Conventional dielectric mirrors are produced by coating a surface (typically glass) with layers of materials that differ from each other in their electric permittivity. The layers of materials are typically arranged so that Fresnel reflections from layer boundaries reinforce constructively, producing large net reflectivity. Broadband dielectric mirrors can be designed by ensuring that this condition obtains over a relatively broad specified range of wavelengths and incidence angles. However, because the layers are deposited on a surface, the reflective axis of a dielectric mirror is necessarily coincident with surface normal, i.e. the reflective axis is perpendicular to the mirror surface. Because of this constraint on the reflective axis, a dielectric mirror is entirely inadequate for some purposes. Moreover, glass dielectric mirrors tend to be relatively heavy, making them suboptimal or inappropriate for applications requiring a relatively lightweight reflective component.
Conversely, conventional grating structures can reflect light about a reflective axis that differs from surface normal of the medium in which the grating structure resides. However, for a given angle of incidence, angles of reflection for conventional grating structures typically co-vary with wavelength of incident light. Thus, using a conventional grating structure to reflect light avoids the constraint inherent in dielectric mirrors that reflective axes must coincide with surface normal. However, where a constant reflective axis is required, a conventional grating structure is typically limited to a single wavelength or very narrow range of wavelengths for a given angle of incidence. Similarly, a conventional grating structure is limited to a single angle of incidence or very narrow range of incidence angles in order to reflect light of a specified wavelength about a constant reflective axis. Accordingly, a conventional grating structure does not have a constant reflective axis over any significant range of wavelengths or angles of incident light.

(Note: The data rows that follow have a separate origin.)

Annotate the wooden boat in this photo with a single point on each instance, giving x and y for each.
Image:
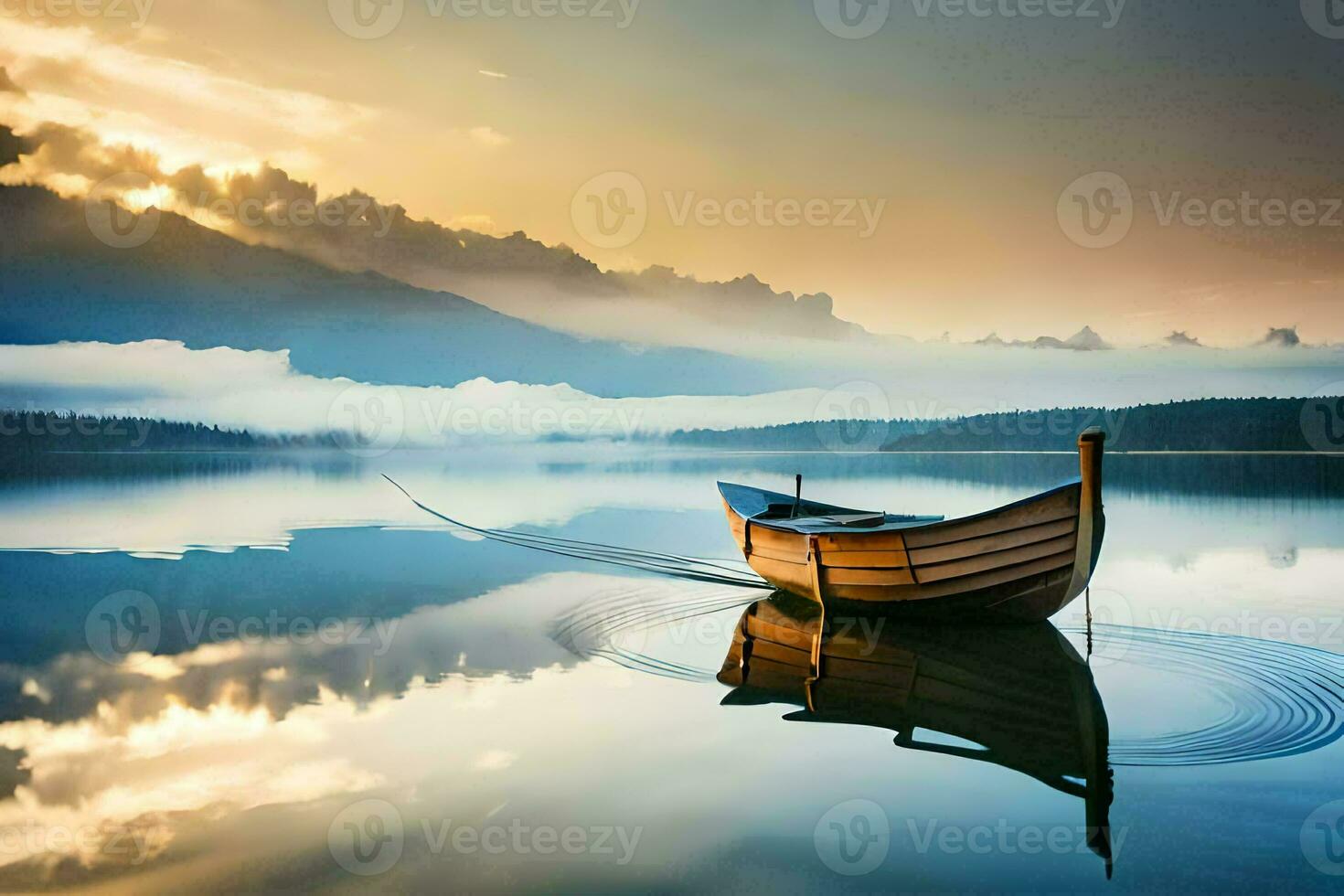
(1021, 561)
(1020, 695)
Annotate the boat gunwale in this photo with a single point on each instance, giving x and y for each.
(914, 527)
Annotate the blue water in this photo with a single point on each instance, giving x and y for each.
(274, 672)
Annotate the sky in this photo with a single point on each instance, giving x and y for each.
(932, 176)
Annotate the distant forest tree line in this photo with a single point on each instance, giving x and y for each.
(30, 432)
(1204, 425)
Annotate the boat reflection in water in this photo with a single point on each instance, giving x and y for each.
(1021, 693)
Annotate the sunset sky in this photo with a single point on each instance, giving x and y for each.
(957, 133)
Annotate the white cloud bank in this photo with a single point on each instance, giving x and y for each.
(260, 391)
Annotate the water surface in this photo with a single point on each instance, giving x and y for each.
(260, 672)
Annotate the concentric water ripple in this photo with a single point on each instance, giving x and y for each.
(1278, 699)
(1281, 699)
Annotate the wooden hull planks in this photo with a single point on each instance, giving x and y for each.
(1023, 561)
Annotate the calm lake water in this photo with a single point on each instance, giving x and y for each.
(234, 672)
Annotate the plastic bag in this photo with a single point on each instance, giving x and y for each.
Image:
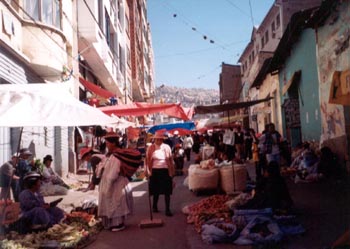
(219, 233)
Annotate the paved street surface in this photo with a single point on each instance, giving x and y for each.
(323, 210)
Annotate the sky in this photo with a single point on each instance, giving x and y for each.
(192, 38)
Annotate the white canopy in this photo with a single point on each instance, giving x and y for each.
(46, 104)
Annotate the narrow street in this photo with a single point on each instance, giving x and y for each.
(317, 205)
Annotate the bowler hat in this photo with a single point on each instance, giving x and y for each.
(112, 137)
(159, 134)
(47, 158)
(32, 176)
(25, 151)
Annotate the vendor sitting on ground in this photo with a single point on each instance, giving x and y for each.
(271, 191)
(52, 183)
(35, 212)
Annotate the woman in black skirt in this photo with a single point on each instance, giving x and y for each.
(160, 168)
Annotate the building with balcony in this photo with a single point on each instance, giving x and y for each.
(103, 45)
(263, 42)
(141, 52)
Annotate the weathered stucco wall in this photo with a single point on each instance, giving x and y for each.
(333, 54)
(304, 59)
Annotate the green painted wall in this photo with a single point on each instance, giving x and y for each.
(303, 57)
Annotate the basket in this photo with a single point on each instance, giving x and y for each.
(202, 179)
(226, 178)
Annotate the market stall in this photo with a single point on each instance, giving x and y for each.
(49, 104)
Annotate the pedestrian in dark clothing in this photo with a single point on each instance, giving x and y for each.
(248, 142)
(8, 179)
(187, 146)
(239, 142)
(196, 143)
(24, 166)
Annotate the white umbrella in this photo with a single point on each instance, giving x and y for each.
(48, 104)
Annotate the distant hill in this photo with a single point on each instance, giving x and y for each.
(187, 96)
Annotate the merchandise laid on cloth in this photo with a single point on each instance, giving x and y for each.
(218, 221)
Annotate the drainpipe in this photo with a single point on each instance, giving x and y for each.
(279, 5)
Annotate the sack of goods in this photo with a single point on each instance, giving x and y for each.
(228, 185)
(202, 179)
(130, 160)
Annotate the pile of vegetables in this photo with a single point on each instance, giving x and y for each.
(77, 229)
(209, 208)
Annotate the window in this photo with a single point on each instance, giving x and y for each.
(100, 14)
(45, 11)
(128, 54)
(127, 25)
(121, 60)
(266, 36)
(14, 4)
(107, 30)
(273, 29)
(278, 21)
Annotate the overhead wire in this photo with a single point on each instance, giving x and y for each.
(196, 51)
(251, 13)
(191, 24)
(238, 8)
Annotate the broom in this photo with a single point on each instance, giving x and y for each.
(149, 223)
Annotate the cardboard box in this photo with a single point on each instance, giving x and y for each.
(9, 213)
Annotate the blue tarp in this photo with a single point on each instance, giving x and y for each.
(186, 126)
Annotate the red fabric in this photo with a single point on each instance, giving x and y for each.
(96, 89)
(142, 108)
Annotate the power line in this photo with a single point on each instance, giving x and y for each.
(251, 13)
(236, 7)
(189, 23)
(197, 51)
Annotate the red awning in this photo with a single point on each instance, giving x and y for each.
(96, 89)
(142, 108)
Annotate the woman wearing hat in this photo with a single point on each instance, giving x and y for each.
(160, 167)
(115, 197)
(38, 213)
(50, 175)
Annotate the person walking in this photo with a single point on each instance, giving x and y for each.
(24, 166)
(38, 213)
(160, 169)
(93, 158)
(248, 142)
(187, 145)
(49, 175)
(115, 200)
(8, 179)
(272, 144)
(239, 143)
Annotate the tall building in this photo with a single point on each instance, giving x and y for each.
(141, 52)
(88, 43)
(230, 83)
(37, 46)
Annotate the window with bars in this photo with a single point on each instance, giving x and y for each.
(45, 11)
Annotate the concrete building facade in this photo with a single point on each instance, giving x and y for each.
(37, 46)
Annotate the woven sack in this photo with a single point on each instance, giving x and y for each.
(202, 179)
(226, 178)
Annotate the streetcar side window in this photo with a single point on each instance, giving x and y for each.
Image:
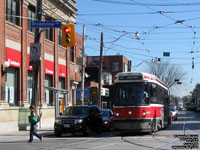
(153, 93)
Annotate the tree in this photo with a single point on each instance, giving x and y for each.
(166, 72)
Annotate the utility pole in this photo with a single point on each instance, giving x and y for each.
(35, 63)
(100, 71)
(83, 67)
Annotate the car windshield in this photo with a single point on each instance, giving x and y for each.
(131, 94)
(76, 111)
(172, 109)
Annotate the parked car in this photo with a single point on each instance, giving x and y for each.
(107, 118)
(173, 112)
(82, 119)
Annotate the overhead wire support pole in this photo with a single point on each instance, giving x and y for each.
(100, 71)
(36, 63)
(83, 67)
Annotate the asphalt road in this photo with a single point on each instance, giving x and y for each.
(185, 130)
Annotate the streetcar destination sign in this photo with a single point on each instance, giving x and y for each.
(45, 24)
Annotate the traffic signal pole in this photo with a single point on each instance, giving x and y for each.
(36, 63)
(100, 71)
(83, 67)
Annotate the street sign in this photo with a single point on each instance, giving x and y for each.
(35, 49)
(166, 53)
(45, 24)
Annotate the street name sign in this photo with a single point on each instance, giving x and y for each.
(35, 50)
(45, 24)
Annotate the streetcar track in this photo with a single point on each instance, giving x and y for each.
(153, 137)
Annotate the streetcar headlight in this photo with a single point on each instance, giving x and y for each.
(105, 122)
(78, 121)
(130, 112)
(144, 113)
(58, 121)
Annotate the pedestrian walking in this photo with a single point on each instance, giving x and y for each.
(33, 120)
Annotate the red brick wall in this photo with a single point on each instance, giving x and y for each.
(20, 35)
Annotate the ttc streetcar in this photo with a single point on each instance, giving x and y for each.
(141, 103)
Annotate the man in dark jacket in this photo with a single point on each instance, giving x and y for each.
(33, 122)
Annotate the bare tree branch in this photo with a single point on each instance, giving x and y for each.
(166, 72)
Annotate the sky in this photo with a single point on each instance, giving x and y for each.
(142, 30)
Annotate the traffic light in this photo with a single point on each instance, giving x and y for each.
(68, 35)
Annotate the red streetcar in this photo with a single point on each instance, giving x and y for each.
(141, 103)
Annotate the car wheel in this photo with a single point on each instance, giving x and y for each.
(58, 133)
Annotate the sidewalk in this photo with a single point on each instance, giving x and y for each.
(23, 135)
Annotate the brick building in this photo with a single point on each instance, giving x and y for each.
(58, 67)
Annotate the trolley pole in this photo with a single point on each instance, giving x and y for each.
(35, 63)
(100, 71)
(83, 67)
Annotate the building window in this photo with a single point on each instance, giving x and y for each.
(31, 17)
(30, 83)
(49, 31)
(11, 86)
(60, 36)
(12, 11)
(48, 93)
(61, 83)
(125, 67)
(72, 54)
(115, 66)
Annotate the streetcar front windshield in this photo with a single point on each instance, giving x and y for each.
(131, 94)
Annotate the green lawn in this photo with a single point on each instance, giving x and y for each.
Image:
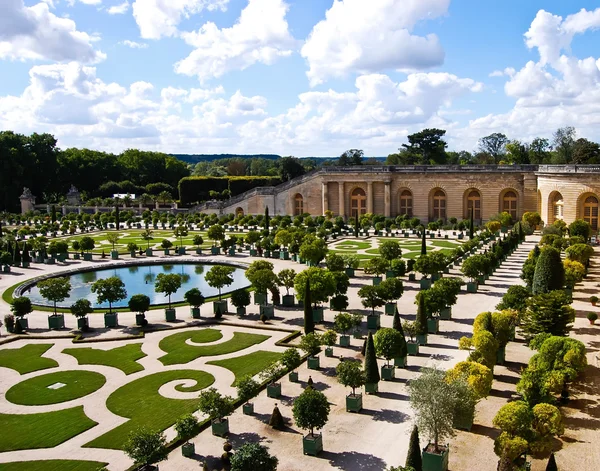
(36, 391)
(26, 359)
(124, 358)
(141, 402)
(44, 430)
(250, 364)
(52, 465)
(179, 352)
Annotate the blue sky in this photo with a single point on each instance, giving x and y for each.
(310, 77)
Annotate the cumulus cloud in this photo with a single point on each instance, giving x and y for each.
(119, 9)
(158, 18)
(259, 36)
(36, 33)
(365, 37)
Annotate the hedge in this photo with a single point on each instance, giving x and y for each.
(196, 189)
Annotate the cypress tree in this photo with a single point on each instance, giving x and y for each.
(421, 320)
(309, 323)
(371, 368)
(414, 451)
(549, 272)
(551, 466)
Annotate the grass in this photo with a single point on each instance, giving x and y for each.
(53, 465)
(141, 402)
(35, 391)
(124, 358)
(44, 430)
(27, 359)
(184, 353)
(250, 364)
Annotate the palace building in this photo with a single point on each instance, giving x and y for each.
(430, 193)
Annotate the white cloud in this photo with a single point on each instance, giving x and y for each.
(365, 37)
(120, 9)
(260, 36)
(158, 18)
(36, 33)
(134, 45)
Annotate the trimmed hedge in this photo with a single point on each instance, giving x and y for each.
(196, 189)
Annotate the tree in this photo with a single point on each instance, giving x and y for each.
(145, 447)
(549, 272)
(168, 284)
(311, 410)
(219, 276)
(253, 457)
(109, 290)
(426, 147)
(370, 367)
(55, 289)
(494, 145)
(413, 458)
(548, 313)
(350, 374)
(434, 401)
(389, 344)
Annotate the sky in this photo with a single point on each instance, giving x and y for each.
(296, 77)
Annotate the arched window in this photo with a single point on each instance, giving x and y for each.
(439, 205)
(509, 204)
(298, 205)
(473, 204)
(590, 211)
(358, 202)
(406, 203)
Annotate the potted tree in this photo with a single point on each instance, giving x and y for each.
(218, 277)
(350, 374)
(185, 428)
(20, 307)
(195, 299)
(311, 344)
(371, 298)
(139, 303)
(110, 290)
(311, 411)
(329, 338)
(55, 290)
(168, 284)
(217, 407)
(343, 323)
(247, 388)
(290, 359)
(388, 345)
(286, 279)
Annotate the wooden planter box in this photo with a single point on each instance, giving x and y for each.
(170, 315)
(312, 444)
(56, 322)
(353, 402)
(111, 319)
(388, 372)
(274, 390)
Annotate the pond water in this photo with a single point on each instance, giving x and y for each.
(140, 280)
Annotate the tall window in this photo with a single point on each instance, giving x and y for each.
(509, 204)
(439, 205)
(406, 203)
(474, 204)
(358, 202)
(590, 211)
(298, 205)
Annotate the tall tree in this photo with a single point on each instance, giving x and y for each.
(427, 146)
(494, 145)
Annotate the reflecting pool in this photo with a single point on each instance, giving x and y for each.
(139, 279)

Accordingly, requirements for a relatively simple device that reflects light about a reflective axis not constrained to surface normal, and whose angle of reflection for a given angle of incidence is substantially constant at multiple wavelengths, are not met by currently available reflective devices comprising either reflective grating structures or dielectric mirrors. A need therefore exists for such a reflective device, and such need may be acute in head mounted display devices.